= Ryde Manor =

Manor house in Isle of Wight, United Kingdom

Ryde Manor (also La Rye, le Rythe, Ride) is a manor house in Ryde on the Isle of Wight, situated within the Newchurch parish. It was historically linked with Ashey Manor.

==History==
Ryde was parcel of Ashey Manor, and seems to have formed the portion of John the youngest son of Giles Worsley. Ryde Manor was awarded to Sir Robert Worsley in 1563, and in 1565 he sold to Anthony Dillington an estate which at the time of the death of Anthony's son Sir Robert Dillington in 1604 is called 'the manors of Ashley and Ryde.'
 Sir Robert was succeeded by his nephew Robert, and with the Dillington family the manor remained till Sir John Dillington in 1705 sold it to Henry Player of Alverstoke.
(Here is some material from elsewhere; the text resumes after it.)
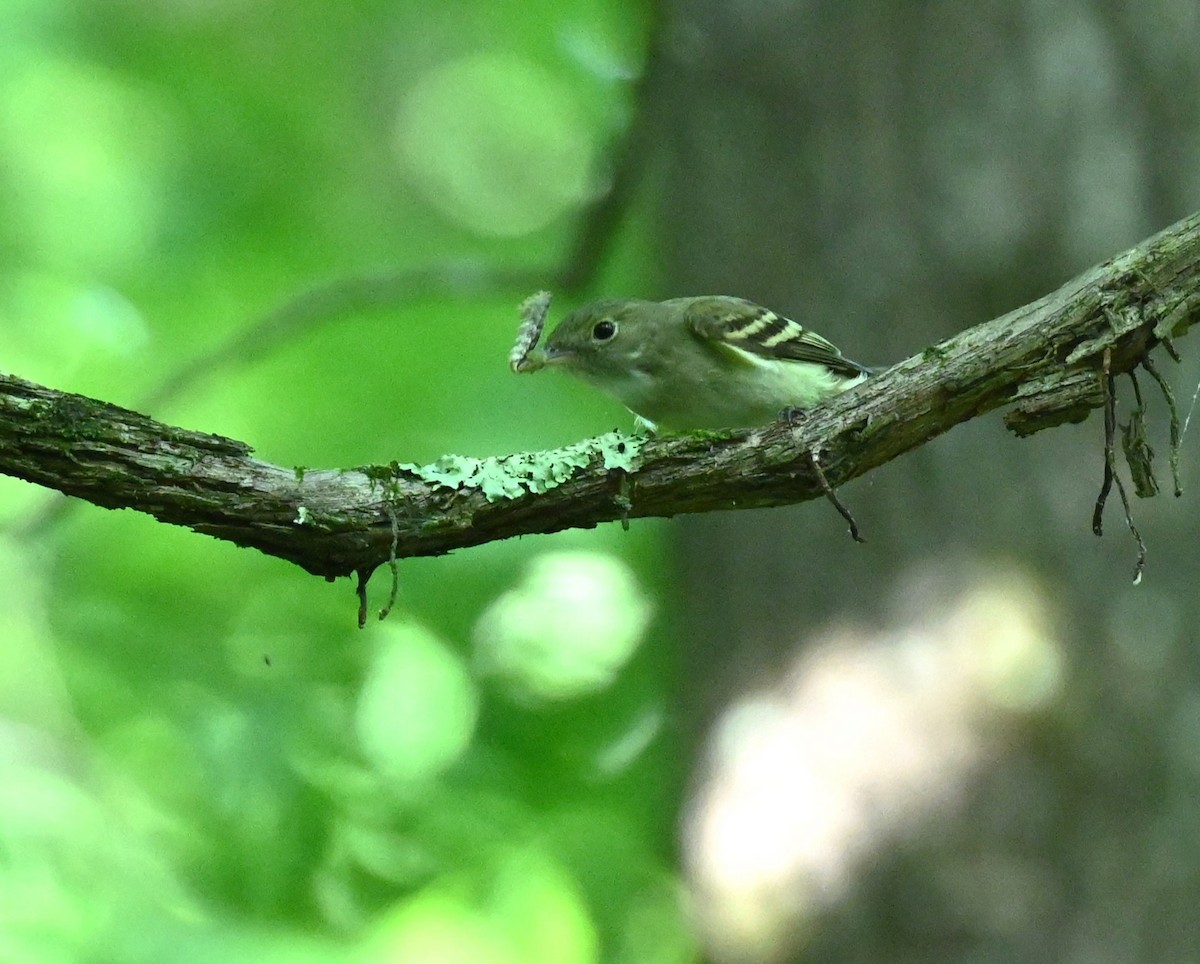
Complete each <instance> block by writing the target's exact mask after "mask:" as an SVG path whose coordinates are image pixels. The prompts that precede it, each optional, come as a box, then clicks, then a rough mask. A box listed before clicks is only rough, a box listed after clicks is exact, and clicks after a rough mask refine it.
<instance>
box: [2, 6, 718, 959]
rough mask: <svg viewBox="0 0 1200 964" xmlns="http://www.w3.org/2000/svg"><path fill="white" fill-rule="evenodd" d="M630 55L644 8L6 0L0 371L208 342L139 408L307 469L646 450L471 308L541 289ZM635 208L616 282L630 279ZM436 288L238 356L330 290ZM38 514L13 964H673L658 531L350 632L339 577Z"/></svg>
mask: <svg viewBox="0 0 1200 964" xmlns="http://www.w3.org/2000/svg"><path fill="white" fill-rule="evenodd" d="M431 11H434V12H431ZM648 29H649V28H648V12H647V10H646V8H644V7H643V5H642V4H640V2H637V1H636V0H569V2H559V1H558V0H554V2H551V1H550V0H535V2H517V1H516V0H504V1H503V2H456V4H446V5H443V6H439V7H430V5H427V4H418V2H404V1H403V0H402V1H401V2H355V4H344V5H341V4H326V2H314V0H299V1H296V0H290V1H289V2H282V0H206V2H174V4H168V2H161V0H142V1H140V2H137V1H136V0H114V1H113V2H86V0H12V1H11V2H7V4H5V5H4V6H2V7H0V37H4V40H2V42H0V251H2V255H4V257H2V259H0V365H2V366H4V369H5V370H6V371H12V372H14V373H17V375H20V376H23V377H26V378H31V379H35V381H40V382H43V383H47V384H50V385H54V387H56V388H62V389H70V390H78V391H83V393H86V394H91V395H95V396H98V397H103V399H107V400H110V401H114V402H118V403H122V405H127V406H131V407H138V406H139V402H140V400H143V399H148V397H151V396H152V394H154V393H155V391H156V389H157V388H158V387H160V385H162V384H163V383H166V382H167V381H168V379H169V378H170V377H172V376H173V375H174V373H175V372H176V371H178V370H179V369H180V366H181V365H184V364H185V363H188V361H191V360H193V359H196V358H199V357H203V355H204V354H205V353H209V352H217V353H216V354H214V355H212V358H214V359H215V361H214V364H212V365H211V367H210V369H209V370H205V371H204V372H203V376H204V377H203V378H200V379H196V381H192V382H190V383H188V384H187V385H186V387H185V388H184V389H176V390H174V391H173V393H169V394H168V396H167V397H163V399H162V400H161V401H160V403H158V405H157V406H156V408H155V409H154V411H152V412H150V414H154V415H155V417H158V418H162V419H166V420H170V421H178V423H181V424H186V425H190V426H194V427H198V429H203V430H206V431H214V432H222V433H226V435H232V436H234V437H238V438H242V439H245V441H247V442H250V443H252V444H254V445H256V447H257V449H258V450H259V453H260V454H262V455H263V457H265V459H270V460H272V461H277V462H283V463H298V465H307V466H331V465H360V463H366V462H373V461H389V460H392V459H400V460H404V461H415V462H424V461H431V460H433V459H436V457H438V456H440V455H443V454H445V453H450V451H455V453H462V454H469V455H473V456H485V455H496V454H504V453H509V451H514V450H520V449H522V448H536V447H546V445H554V444H562V443H565V442H569V441H574V439H575V438H578V437H581V436H584V435H595V433H598V432H600V431H605V430H608V429H611V427H613V426H614V425H620V426H623V427H625V426H628V420H626V417H625V415H623V414H622V413H619V412H618V411H617V409H614V408H613V407H612V406H610V405H608V403H606V402H605V401H604V400H601V399H599V397H593V396H590V395H588V394H587V393H584V391H580V393H576V391H575V389H574V388H572V387H570V385H568V384H565V383H559V382H557V381H554V379H552V378H545V379H542V378H540V377H539V378H536V379H526V378H514V377H512V376H511V375H510V373H509V371H508V369H506V366H505V355H506V351H508V348H509V346H510V345H511V340H512V336H514V333H515V328H516V311H515V306H516V304H517V303H518V301H520V300H521V299H522V298H523V297H524V295H526V294H528V292H526V291H509V289H506V288H504V287H503V285H498V283H490V282H488V279H490V277H492V276H493V275H494V273H497V271H503V270H506V269H514V268H521V269H526V270H527V271H529V273H530V274H536V273H538V271H546V273H547V274H550V273H552V271H553V270H554V269H556V268H557V267H558V265H559V263H560V262H562V258H563V257H564V253H563V252H564V251H566V250H568V249H569V246H570V244H569V243H570V239H571V238H572V236H574V233H575V230H576V229H577V227H578V220H580V217H581V216H582V212H583V208H584V205H586V204H587V203H588V202H589V200H590V199H593V198H595V197H596V196H598V194H599V193H601V192H602V191H605V190H606V184H607V174H608V172H607V164H608V163H610V161H608V148H610V145H611V144H612V143H614V142H616V140H617V139H619V137H620V136H622V133H623V131H624V130H625V126H626V125H628V122H629V112H630V80H631V79H634V78H635V77H636V76H637V73H638V71H640V68H641V62H642V59H643V58H644V54H646V44H647V32H648ZM647 218H648V212H646V211H635V212H634V214H632V218H631V220H632V221H634V222H635V223H634V227H632V228H626V232H628V236H626V238H625V239H624V240H623V241H622V245H620V247H622V250H623V251H625V252H626V253H624V255H622V253H618V255H617V257H616V258H613V259H612V265H613V267H611V268H610V269H608V275H610V276H608V277H607V279H606V280H605V281H606V282H607V283H608V285H611V286H612V287H613V288H614V289H616V288H625V289H636V288H640V287H644V286H646V285H648V283H652V282H653V279H648V277H646V276H644V274H638V273H644V270H646V267H644V265H646V259H643V258H638V257H634V256H630V255H629V253H628V252H629V251H636V250H637V245H638V244H644V241H642V240H641V236H642V235H644V233H646V232H644V226H646V221H647ZM445 265H456V269H455V270H456V271H458V273H460V274H461V277H462V285H461V286H455V285H443V286H439V287H437V288H430V287H427V286H426V287H421V286H419V285H414V286H413V289H412V292H410V293H409V294H410V297H404V298H388V299H382V300H380V301H379V303H378V304H367V305H365V306H360V307H359V309H356V310H353V311H343V312H332V313H331V315H329V316H319V315H318V316H317V317H318V321H317V322H312V321H311V319H308V321H305V322H304V323H299V322H298V323H296V324H295V328H294V330H287V329H286V330H284V335H283V336H282V337H275V339H274V340H268V339H265V337H264V340H263V341H262V343H259V342H256V341H254V340H253V339H250V340H248V341H247V342H246V343H245V345H244V346H242V348H241V349H239V352H236V353H234V355H233V357H229V355H222V354H220V353H218V349H220V348H221V346H223V345H227V343H229V341H230V340H233V339H236V337H238V336H239V335H240V334H244V333H246V331H250V330H253V329H252V327H253V325H254V324H256V323H257V322H258V321H259V319H260V318H263V317H264V315H265V313H266V312H269V311H271V310H275V309H278V307H280V306H281V305H286V304H287V303H288V301H289V299H293V298H295V297H296V295H299V294H300V293H301V292H304V291H307V289H310V288H312V287H313V286H317V285H320V283H324V282H331V281H336V280H337V279H353V277H364V276H376V275H384V276H386V275H396V276H398V277H403V273H404V271H408V270H419V269H427V268H431V267H433V268H444V267H445ZM629 265H637V267H636V268H630V267H629ZM559 307H562V306H559ZM286 317H287V316H286V315H284V318H286ZM296 317H298V318H299V317H300V316H299V315H298V316H296ZM58 501H59V499H58V497H55V496H53V495H52V493H47V492H43V491H40V490H37V489H36V487H34V486H30V485H25V484H22V483H16V481H13V480H10V479H0V522H2V525H4V529H2V533H0V574H2V576H4V577H2V579H0V613H2V615H0V627H2V637H4V646H2V647H0V670H2V671H0V959H2V960H6V962H10V960H11V962H24V960H29V962H44V960H62V962H73V960H83V962H88V960H96V962H114V960H128V962H140V960H162V959H170V960H175V962H206V960H222V962H227V960H254V962H264V960H265V962H270V960H281V962H282V960H288V962H330V960H355V962H382V960H389V962H391V960H398V962H426V960H437V962H457V960H463V962H467V960H469V962H556V963H562V962H565V963H571V962H593V960H606V959H614V960H616V959H620V960H631V962H655V963H656V962H662V963H664V964H667V962H683V960H690V959H692V958H694V956H695V950H694V947H695V945H694V940H692V938H691V935H690V932H689V928H688V926H686V921H685V915H684V912H683V909H682V908H683V902H682V899H680V888H679V885H678V880H677V879H676V876H674V874H673V872H672V869H671V868H672V863H673V861H672V856H671V852H672V828H673V826H672V825H673V819H674V816H673V813H674V809H673V808H674V800H676V796H677V791H678V786H677V784H678V782H679V779H680V774H679V772H678V765H677V764H676V762H674V761H676V759H677V754H676V753H674V750H673V747H672V746H671V740H672V738H673V737H672V736H671V734H672V732H673V729H672V725H671V713H670V706H671V703H670V697H671V694H670V691H668V681H670V679H671V678H672V655H671V645H670V634H668V629H670V627H668V625H666V623H665V621H664V615H662V612H661V606H656V605H655V604H654V601H653V600H654V599H656V598H658V597H659V595H660V594H661V589H662V586H661V583H660V576H659V571H660V569H661V565H660V562H661V559H660V552H661V550H660V545H659V532H660V531H659V529H658V528H656V527H655V526H653V525H642V523H638V525H637V526H635V528H634V531H632V532H631V533H622V532H620V531H619V528H617V527H608V528H605V529H602V531H598V532H588V533H564V534H562V535H558V537H554V538H547V539H527V540H522V541H520V543H506V544H499V545H492V546H484V547H481V549H479V550H474V551H470V552H462V553H457V555H455V556H454V557H450V558H440V559H431V561H408V562H404V563H402V564H401V570H400V580H401V593H400V603H398V606H397V609H396V611H395V612H394V613H392V616H391V617H390V619H389V621H388V622H384V623H374V622H372V624H370V625H368V628H367V630H366V631H362V633H359V631H358V630H356V629H354V611H355V600H354V595H353V592H352V587H350V586H349V583H348V582H344V581H343V582H341V583H336V585H332V586H326V585H325V583H322V582H317V581H316V580H313V579H312V577H311V576H307V575H305V574H302V573H301V571H299V570H296V569H294V568H293V567H289V565H287V564H284V563H282V562H280V561H276V559H269V558H265V557H260V556H258V555H256V553H251V552H245V551H239V550H236V549H234V547H232V546H229V545H226V544H218V543H216V541H212V540H209V539H204V538H202V537H198V535H196V534H194V533H190V532H186V531H182V529H174V528H169V527H166V526H162V525H158V523H155V522H152V521H151V520H149V519H148V517H144V516H139V515H136V514H132V513H107V511H102V510H100V509H97V508H94V507H88V505H74V507H71V509H70V511H66V513H53V511H50V507H54V505H55V504H56V502H58ZM48 513H49V514H48ZM564 549H569V550H570V552H568V553H565V555H559V552H560V550H564ZM547 552H554V553H556V555H545V553H547ZM385 575H386V574H384V577H379V576H377V579H376V581H374V582H373V583H372V587H371V588H372V593H373V598H374V600H376V601H377V603H382V601H383V595H384V594H385V592H386V585H385V583H386V579H385ZM485 613H486V616H485ZM589 613H590V617H589ZM601 616H602V617H604V619H605V621H604V622H601V621H600V617H601ZM581 619H582V622H581Z"/></svg>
The Player family seem to have held courts unchallenged by the Edgcumbes. Considerable friction arose between the Bettesworths and the Players as to shore rights, which in 1811 were adjudged to belong to Mrs. Bettesworth. By the middle of the century the Players, who seem from the first to have attempted encroachments on the manorial rights of Ashey, had acquired that manor, which since 1588 had always been called in Court Rolls the manor of Ashey and Ryde. Thus the ancient manor was again united under one owner. The lord of the manor of Ashey and Ryde, William Player Brigstocke, lived at Ryde House as of 1912.